To compare Barriers I with Barriers II, more of the talks in Barriers I took the form of surveys and analysis of the field. This was, perhaps, because more of the speakers at Barriers I were senior members of the community, while more of the speakers at Barriers II were at or near the postdoc stage. Even so, I thought Barriers II was a better workshop in the following important sense: there was a much clearer sense of progress, and many more approachable open problems. As an example, a common theme was the generalization of algorithms in Euclidean space to other geometric spaces, such as doubling spaces, or spaces of higher genus than the plane. The "barrier question" with such research was to determine whether there *was* a barrier: can the algorithms be generalized if we are just more careful, or is there a fundamental difference between the spaces?
Aaron Sterling says: A common theme was the generalization of algorithms in Euclidean space to other geometric spaces, such as doubling spaces, or spaces of higher genus than the plane.
ReplyDeleteThe overall theme of "geometric generalization" is immensely interesting to engineers ... the results, the proof technologies, and the verification procedures all are of great practical utility.

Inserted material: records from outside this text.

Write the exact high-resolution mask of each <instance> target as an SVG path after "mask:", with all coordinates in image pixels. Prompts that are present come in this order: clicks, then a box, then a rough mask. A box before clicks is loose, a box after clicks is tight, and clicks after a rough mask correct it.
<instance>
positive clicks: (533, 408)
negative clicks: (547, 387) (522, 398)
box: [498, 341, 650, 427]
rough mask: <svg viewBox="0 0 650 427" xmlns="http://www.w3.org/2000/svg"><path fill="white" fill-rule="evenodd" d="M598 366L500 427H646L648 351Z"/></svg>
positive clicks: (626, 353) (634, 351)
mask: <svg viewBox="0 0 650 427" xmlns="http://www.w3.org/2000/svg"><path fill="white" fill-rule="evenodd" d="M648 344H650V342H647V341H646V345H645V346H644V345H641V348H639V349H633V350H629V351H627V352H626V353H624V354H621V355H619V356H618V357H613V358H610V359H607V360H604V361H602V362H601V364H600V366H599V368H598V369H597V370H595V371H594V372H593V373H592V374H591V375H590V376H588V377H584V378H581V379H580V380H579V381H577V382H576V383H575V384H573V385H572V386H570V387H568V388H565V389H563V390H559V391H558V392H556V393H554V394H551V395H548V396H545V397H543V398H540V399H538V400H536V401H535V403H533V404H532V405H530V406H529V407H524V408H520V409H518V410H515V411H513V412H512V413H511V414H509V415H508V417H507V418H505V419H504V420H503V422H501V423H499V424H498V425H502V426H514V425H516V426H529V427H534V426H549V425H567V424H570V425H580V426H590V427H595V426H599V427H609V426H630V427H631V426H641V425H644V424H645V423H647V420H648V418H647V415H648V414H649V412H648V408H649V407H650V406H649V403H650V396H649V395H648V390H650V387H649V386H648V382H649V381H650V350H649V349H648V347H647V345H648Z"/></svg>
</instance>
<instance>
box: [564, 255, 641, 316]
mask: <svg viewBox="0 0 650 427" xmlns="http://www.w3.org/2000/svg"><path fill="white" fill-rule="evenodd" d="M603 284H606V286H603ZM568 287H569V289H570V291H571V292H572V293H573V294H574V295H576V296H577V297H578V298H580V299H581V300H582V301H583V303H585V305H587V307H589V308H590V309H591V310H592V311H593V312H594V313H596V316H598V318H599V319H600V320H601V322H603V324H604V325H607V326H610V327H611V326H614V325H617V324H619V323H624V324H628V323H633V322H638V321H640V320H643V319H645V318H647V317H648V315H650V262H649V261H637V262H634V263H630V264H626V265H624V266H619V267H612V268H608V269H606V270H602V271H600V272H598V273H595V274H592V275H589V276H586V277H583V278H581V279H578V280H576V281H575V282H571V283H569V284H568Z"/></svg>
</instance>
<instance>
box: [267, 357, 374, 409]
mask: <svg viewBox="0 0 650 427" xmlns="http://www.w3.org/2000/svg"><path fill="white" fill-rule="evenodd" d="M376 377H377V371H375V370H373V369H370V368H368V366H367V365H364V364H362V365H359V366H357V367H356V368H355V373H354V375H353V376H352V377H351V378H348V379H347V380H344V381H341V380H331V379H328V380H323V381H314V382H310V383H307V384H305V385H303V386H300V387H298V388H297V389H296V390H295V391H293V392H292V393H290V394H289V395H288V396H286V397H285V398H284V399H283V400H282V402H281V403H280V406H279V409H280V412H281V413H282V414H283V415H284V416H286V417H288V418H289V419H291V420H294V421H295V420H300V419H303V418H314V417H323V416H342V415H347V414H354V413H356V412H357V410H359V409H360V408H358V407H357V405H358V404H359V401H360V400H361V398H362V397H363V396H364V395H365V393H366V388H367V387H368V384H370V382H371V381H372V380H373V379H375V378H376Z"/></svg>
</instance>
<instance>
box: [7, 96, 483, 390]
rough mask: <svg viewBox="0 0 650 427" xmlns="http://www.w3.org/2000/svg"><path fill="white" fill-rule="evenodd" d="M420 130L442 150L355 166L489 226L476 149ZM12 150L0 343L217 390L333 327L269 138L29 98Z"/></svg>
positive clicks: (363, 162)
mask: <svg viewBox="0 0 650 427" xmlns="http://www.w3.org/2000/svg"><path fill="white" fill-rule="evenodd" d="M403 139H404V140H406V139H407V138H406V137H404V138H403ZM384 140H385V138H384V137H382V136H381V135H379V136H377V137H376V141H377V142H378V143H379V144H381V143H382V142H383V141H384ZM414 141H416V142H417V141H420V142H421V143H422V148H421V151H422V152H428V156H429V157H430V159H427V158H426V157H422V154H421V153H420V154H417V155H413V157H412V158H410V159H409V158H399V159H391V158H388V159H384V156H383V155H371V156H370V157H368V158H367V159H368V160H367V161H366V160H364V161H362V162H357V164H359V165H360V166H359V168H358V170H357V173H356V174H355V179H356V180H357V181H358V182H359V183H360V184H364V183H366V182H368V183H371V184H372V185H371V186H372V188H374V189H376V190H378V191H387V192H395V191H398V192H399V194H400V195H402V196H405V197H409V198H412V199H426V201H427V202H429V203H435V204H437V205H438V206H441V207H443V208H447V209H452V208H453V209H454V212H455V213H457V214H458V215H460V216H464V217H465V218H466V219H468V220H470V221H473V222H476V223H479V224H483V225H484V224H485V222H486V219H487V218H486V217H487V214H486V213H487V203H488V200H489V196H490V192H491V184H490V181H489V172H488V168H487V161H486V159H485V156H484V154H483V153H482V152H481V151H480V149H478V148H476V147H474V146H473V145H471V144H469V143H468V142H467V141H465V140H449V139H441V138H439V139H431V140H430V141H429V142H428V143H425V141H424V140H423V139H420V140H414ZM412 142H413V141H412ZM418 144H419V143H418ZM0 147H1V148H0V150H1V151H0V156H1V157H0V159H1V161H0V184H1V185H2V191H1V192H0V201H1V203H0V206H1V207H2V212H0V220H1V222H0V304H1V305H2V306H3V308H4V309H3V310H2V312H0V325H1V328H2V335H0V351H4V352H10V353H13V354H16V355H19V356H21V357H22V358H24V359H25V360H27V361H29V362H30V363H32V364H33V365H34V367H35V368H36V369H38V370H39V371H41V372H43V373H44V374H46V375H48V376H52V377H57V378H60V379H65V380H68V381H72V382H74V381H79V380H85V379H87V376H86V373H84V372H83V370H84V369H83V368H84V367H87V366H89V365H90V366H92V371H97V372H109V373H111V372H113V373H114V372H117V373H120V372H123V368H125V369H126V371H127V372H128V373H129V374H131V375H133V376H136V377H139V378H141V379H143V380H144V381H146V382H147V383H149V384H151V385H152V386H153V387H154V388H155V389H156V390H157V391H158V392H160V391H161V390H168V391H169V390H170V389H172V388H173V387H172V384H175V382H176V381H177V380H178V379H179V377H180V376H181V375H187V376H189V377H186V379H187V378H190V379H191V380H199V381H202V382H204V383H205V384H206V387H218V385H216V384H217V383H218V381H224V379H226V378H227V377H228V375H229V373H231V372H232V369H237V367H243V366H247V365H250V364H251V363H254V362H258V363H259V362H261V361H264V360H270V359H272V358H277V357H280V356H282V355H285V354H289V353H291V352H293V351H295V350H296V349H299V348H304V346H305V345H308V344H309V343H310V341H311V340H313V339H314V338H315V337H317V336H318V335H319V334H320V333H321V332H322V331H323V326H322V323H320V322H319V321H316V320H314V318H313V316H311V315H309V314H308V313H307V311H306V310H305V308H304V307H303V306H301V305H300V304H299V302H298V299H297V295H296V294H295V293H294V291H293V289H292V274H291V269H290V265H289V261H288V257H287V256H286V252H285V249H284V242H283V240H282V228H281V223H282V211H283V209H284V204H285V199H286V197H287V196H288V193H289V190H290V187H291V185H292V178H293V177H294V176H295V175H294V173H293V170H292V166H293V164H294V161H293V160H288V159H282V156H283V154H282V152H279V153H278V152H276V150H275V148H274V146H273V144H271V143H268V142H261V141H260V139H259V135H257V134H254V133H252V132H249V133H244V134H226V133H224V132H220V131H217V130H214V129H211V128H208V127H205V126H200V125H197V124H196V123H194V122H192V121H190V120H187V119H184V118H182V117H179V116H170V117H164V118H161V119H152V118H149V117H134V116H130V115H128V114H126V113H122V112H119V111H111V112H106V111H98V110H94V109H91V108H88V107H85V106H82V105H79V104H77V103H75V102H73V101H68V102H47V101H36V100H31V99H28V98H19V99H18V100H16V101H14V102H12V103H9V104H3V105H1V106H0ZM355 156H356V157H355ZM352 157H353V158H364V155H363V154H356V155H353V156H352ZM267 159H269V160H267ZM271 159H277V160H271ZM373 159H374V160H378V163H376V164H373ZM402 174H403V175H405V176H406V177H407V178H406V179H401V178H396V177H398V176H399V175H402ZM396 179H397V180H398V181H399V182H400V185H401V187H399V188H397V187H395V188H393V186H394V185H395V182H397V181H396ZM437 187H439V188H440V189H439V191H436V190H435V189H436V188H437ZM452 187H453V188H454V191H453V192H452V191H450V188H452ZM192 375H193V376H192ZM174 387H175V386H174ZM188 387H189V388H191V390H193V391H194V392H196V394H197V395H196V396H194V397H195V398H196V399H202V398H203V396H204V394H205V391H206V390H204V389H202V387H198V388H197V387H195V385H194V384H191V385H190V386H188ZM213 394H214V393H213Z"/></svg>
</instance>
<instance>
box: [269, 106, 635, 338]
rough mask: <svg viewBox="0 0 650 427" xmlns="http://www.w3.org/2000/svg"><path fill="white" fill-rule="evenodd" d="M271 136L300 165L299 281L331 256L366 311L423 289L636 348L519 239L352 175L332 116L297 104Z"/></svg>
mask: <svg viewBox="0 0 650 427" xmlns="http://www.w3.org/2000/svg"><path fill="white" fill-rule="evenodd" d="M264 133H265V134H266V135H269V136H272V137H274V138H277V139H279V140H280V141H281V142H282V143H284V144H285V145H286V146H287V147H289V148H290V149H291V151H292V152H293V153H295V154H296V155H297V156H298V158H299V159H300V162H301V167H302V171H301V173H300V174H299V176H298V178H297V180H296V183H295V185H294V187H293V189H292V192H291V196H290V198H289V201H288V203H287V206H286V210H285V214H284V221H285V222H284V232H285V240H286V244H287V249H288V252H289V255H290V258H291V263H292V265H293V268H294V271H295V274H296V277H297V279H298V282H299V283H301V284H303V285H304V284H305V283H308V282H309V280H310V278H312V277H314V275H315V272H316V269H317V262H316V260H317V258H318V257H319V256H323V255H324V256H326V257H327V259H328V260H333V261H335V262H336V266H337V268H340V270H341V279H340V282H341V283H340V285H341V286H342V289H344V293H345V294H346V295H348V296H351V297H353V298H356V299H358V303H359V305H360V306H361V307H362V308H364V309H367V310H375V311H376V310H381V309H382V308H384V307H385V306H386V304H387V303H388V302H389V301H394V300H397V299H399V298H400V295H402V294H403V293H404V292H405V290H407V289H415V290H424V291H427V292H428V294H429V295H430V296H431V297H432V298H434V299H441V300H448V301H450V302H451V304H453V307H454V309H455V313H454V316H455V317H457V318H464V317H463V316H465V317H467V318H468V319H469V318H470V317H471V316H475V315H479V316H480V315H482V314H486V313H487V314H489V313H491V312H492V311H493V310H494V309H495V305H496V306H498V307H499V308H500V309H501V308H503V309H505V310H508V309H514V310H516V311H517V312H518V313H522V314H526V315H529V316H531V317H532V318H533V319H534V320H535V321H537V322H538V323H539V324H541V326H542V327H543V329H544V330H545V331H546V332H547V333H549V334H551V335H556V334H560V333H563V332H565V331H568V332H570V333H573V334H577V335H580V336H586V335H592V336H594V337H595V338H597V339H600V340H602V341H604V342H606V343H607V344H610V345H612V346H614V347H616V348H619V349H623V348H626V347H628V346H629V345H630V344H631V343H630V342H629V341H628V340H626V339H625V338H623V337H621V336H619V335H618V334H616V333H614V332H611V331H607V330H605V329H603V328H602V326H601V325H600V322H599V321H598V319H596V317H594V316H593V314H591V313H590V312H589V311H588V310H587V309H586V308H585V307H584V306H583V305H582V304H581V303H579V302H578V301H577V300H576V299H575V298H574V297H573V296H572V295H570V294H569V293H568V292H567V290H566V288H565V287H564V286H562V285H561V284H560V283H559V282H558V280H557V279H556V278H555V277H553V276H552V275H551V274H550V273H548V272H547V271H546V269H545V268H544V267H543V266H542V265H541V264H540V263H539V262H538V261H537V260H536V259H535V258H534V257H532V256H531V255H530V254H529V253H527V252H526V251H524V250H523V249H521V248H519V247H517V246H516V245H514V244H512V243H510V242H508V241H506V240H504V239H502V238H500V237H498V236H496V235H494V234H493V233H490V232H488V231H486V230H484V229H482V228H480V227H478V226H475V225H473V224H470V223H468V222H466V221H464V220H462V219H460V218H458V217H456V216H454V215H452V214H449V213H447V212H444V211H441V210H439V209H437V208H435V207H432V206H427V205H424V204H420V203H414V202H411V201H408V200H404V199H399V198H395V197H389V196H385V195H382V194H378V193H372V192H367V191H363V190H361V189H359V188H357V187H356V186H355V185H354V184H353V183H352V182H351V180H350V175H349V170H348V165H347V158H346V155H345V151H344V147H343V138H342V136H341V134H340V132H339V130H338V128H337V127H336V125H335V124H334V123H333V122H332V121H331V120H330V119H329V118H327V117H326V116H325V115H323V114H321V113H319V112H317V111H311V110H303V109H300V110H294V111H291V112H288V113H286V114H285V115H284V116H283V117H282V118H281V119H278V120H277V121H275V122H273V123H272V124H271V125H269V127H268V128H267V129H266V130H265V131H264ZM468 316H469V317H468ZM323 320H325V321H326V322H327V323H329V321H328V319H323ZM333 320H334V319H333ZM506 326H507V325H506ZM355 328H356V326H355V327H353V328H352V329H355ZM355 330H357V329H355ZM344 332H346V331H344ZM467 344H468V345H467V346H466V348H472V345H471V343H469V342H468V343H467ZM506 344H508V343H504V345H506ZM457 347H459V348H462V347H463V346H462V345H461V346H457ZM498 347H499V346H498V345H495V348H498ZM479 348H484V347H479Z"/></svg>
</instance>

Aaron, if nobody else is going to post about this as a Barriers II theme, maybe you might consider doing it?
Aaron, if nobody else is going to post about this as a Barriers II theme, maybe you might consider doing it?
ReplyDeleteThank you for the flattering request, but I didn't take enough notes to present the precision I'm sure you want. However... one of the main speakers who dealt with this theme was Jeff Erickson, who blogs very well. Perhaps, if he's reading this, he might oblige?
Check Suresh's Geomblog for a summery by Piotr Indyk.